For n = 1, 2, ..., 64 the table stores six f64 fields per record:
[0] n integer index
[1] 1/n harmonic term
[2] H_n partial sum of the harmonic series
[3] ln(n) natural logarithm
[4] H_n - ln(n) difference (converges to gamma from above)
[5] H_n - ln(n) - 1/(2n) better gamma estimate
Total: 64 records x 6 fields = 384 doubles = 3072 bytes.
cd samples/rosetta
make GNU=1./rosetta.xNo arguments.
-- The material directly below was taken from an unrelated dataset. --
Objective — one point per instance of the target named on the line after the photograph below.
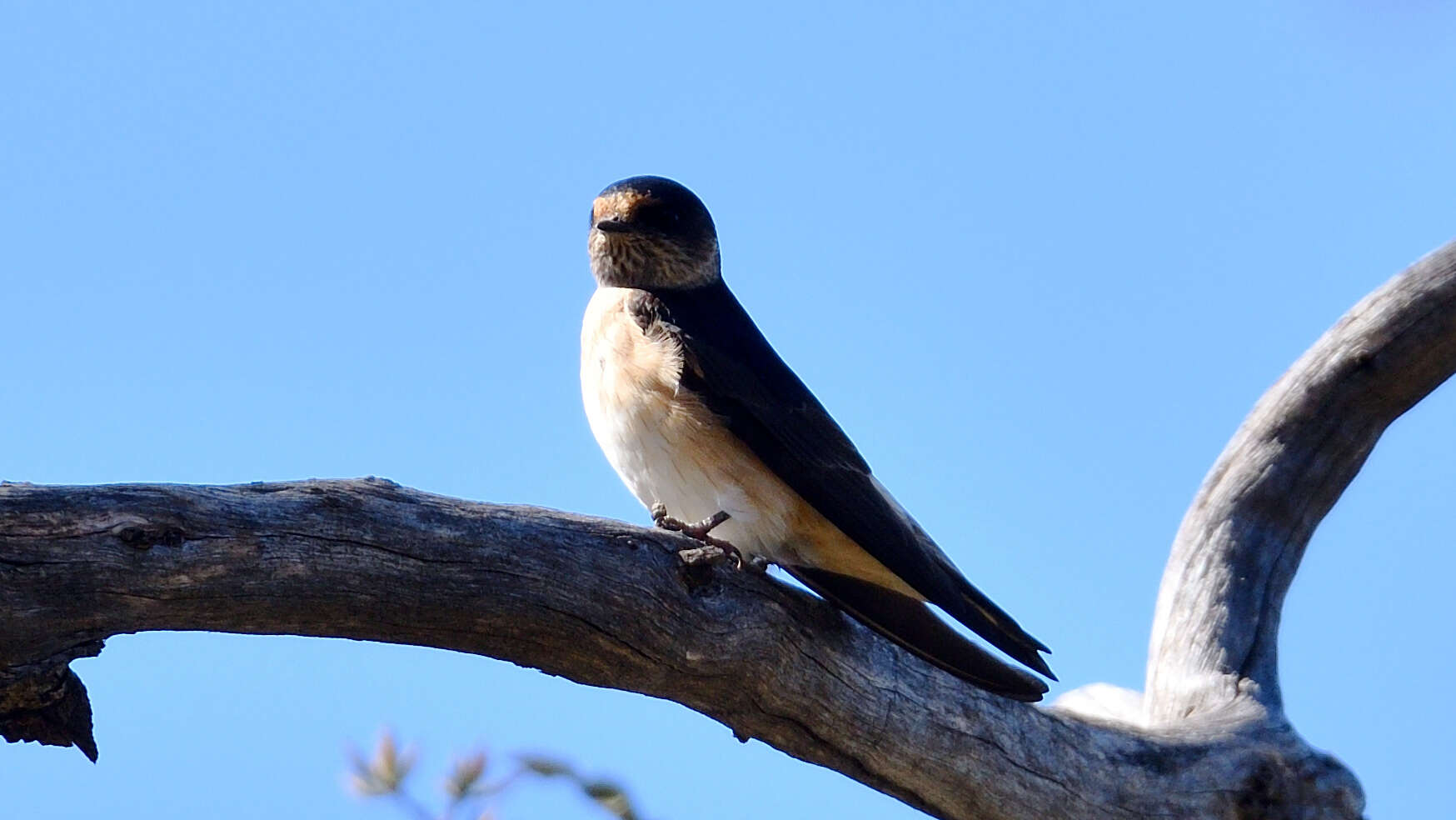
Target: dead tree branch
(611, 605)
The sample is self-contained: it generates the data, encodes it as a flat blob, runs the full analysis, and prints the results.
ROSETTA: Recovering structure from opaque bytes
--------------------------------------------------
Ground truth (hidden from the analysis):
64 records x 6 fields = 384 doubles (3072 bytes)
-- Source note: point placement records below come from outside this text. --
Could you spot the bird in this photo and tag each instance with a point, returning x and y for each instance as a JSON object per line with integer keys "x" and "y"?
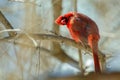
{"x": 83, "y": 30}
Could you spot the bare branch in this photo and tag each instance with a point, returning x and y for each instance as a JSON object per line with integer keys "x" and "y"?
{"x": 5, "y": 22}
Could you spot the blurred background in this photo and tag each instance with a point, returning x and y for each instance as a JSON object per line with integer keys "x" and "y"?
{"x": 21, "y": 60}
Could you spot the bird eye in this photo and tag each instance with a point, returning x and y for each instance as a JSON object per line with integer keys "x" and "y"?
{"x": 64, "y": 20}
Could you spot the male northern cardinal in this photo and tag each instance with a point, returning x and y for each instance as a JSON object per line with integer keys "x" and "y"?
{"x": 84, "y": 30}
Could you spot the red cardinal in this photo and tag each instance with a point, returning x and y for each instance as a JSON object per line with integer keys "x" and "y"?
{"x": 84, "y": 30}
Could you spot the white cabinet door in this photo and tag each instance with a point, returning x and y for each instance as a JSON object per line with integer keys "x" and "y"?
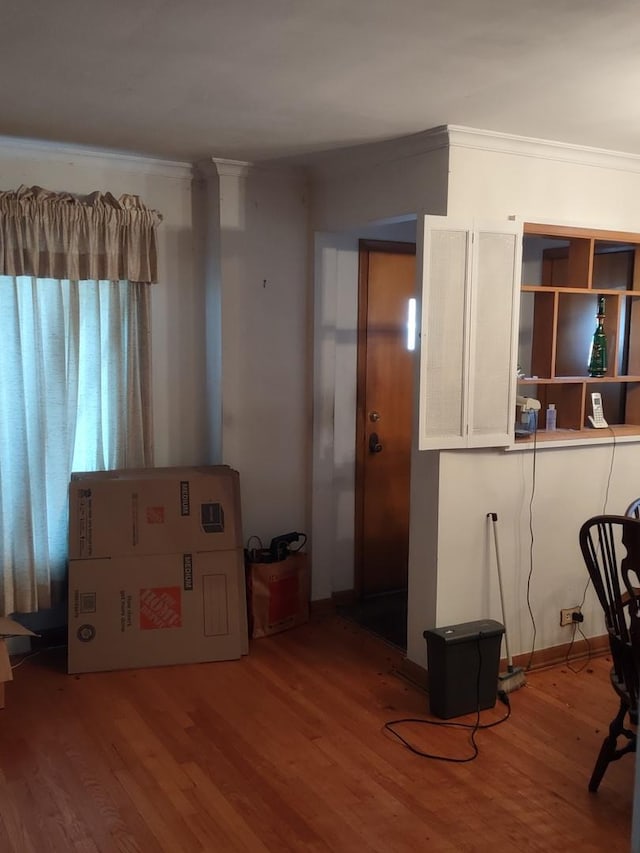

Data: harmonic series H_n and derived quantities.
Field [5] converges to Euler-Mascheroni gamma.
--------------------------------------------------
Level 0: Flat 1-D probe (all bytes as one sequence)
Input: 3072 opaque bytes
No type has decay < 1 -- flat stream is not smooth.
This is expected: interleaved fields of different
scales look like noise when read sequentially.
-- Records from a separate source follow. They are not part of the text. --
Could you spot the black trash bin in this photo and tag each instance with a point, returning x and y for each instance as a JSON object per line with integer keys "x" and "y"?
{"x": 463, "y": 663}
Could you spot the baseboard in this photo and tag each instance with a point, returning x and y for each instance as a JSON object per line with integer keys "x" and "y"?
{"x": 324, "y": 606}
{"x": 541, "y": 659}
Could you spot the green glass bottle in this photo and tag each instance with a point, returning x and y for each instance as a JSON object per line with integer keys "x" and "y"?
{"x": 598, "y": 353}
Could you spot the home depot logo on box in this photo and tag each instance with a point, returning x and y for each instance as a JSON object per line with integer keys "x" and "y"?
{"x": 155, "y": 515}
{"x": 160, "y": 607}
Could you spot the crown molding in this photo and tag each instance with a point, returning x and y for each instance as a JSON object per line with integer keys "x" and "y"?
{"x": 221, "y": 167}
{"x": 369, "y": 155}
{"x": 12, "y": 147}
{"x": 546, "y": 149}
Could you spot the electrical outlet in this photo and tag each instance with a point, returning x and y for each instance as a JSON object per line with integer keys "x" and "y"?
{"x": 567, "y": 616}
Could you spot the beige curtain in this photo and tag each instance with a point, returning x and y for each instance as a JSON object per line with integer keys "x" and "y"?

--------------------------------------------------
Stride sweep: discovering record layout
Best type: f64
Best stride: 6 elements (48 bytes per record)
Records: 64
Avg decay: 0.288244
--------------------------------------------------
Shuffle stability (record-level)
Avg decay (original): 0.288244
Avg decay (shuffled): 1.103839
Ratio: 3.8x
-> Record order carries structure.
--------------------------------------------------
Per-field decay analysis
[0] n decay=0.000000
[1] 1/n decay=0.631512
[2] H_n decay=0.203226
[3] ln(n) decay=0.259621
[4] H_n-ln(n) decay=0.342853
[5] gamma_est decay=0.292251 (last=0.5771953203, gamma=0.5772156649)
Smoothest: [0] n (perfect ramp, decay=0)
-> This reveals a sequential index column.
Most interesting: [5] gamma_est -- converges to a constant.
--------------------------------------------------
GREEDY sort test (64 rows x 6 cols)
Data is already optimally ordered for row smoothness.
--------------------------------------------------
Verification: setdiff(original, blob)
Unmatched: 0, tolerance: 0.00e+00
-> Byte-perfect recovery.
--------------------------------------------------
From 3072 anonymous bytes the framework discovers:
- The element type (f64) -- not i32, not f32, not i64.
- The record structure (6-field records of 48 bytes each).
- A sequential index column (field [0], decay = 0).
- A column converging to Euler-Mascheroni gamma (field [5]).
- That the natural ordering is already optimal (no resorting).
No metadata, no format knowledge, no human guidance. The hierarchical composition -- stride sweep with all-columns-must-pass filtering, shuffle stability, per-field decay ranking -- is what makes this possible. Any single tool alone would either fail (flat probe) or produce ambiguous results (stride sweep without the all-columns requirement accepts wrong strides).